A Cosmic Variance Cookbook

TL;DR

This paper provides tools and models to estimate cosmic variance in small-area high-redshift galaxy surveys, aiding in experiment design and data interpretation by quantifying uncertainties due to large-scale structure fluctuations.

Contribution

It introduces a practical recipe and software for calculating cosmic variance based on survey geometry, redshift, and galaxy stellar mass, incorporating galaxy bias predictions.

Findings

Cosmic variance can reach ~38% for massive galaxies in small fields at z=2.

Larger survey fields significantly reduce cosmic variance.

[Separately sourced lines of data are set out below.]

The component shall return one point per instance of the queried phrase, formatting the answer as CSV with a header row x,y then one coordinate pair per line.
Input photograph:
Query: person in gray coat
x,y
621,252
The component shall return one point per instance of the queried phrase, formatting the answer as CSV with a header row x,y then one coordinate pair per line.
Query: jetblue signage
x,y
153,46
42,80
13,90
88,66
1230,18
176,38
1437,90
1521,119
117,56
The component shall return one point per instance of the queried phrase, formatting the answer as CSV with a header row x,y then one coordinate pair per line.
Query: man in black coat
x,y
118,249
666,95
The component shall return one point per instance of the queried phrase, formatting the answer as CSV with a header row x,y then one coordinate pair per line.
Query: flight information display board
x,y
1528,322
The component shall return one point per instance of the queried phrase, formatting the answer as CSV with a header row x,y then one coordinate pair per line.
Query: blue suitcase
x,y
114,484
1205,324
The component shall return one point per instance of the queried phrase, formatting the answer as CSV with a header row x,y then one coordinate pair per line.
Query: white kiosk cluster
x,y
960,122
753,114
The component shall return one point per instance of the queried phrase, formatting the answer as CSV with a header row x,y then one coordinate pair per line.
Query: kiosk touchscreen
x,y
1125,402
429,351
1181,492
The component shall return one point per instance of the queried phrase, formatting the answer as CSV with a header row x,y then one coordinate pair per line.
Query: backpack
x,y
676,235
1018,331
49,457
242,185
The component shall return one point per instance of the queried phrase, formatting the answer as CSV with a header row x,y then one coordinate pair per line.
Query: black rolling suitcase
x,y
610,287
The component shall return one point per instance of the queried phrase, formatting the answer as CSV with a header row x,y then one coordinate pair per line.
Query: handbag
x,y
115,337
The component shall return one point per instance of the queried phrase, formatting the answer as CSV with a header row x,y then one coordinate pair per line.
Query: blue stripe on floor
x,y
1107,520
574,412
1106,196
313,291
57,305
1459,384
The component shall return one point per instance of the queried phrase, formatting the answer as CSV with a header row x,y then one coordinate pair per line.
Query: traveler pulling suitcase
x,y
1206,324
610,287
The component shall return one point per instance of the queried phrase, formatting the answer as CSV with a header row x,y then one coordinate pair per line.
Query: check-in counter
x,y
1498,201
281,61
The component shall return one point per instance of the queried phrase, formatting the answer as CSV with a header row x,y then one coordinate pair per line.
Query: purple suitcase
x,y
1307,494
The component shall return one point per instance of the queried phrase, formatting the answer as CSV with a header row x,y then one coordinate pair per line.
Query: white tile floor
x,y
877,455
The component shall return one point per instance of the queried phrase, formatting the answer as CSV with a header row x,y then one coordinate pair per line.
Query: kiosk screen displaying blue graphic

The provided tools enable more accurate uncertainty estimates in high-redshift galaxy studies.

Abstract

Deep pencil beam surveys (<1 deg^2) are of fundamental importance for studying the high-redshift universe. However, inferences about galaxy population properties are in practice limited by 'cosmic variance'. This is the uncertainty in observational estimates of the number density of galaxies arising from the underlying large-scale density fluctuations. This source of uncertainty can be significant, especially for surveys which cover only small areas and for massive high-redshift galaxies. Cosmic variance for a given galaxy population can be determined using predictions from cold dark matter theory and the galaxy bias. In this paper we provide tools for experiment design and interpretation. For a given survey geometry we present the cosmic variance of dark matter as a function of mean redshift z and redshift bin size Dz. Using a halo occupation model to predict galaxy clustering, we derive the galaxy bias as a function of mean redshift for galaxy samples of a given stellar mass range. In the linear regime, the cosmic variance of these galaxy samples is the product of the galaxy bias and the dark matter cosmic variance. We present a simple recipe using a fitting function to compute cosmic variance as a function of the angular dimensions of the field, z, Dz and stellar mass m*. We also provide tabulated values and a software tool. We find that for GOODS at z=2 and with Dz=0.5 the relative cosmic variance of galaxies with m*>10^11 Msun is ~38%, while it is ~27% for GEMS and ~12% for COSMOS. For galaxies of m*~10^10 Msun the relative cosmic variance is ~19% for GOODS, ~13% for GEMS and ~6% for COSMOS. This implies that cosmic variance is a significant source of uncertainty at z=2 for small fields and massive galaxies, while for larger fields and intermediate mass galaxies cosmic variance is less serious.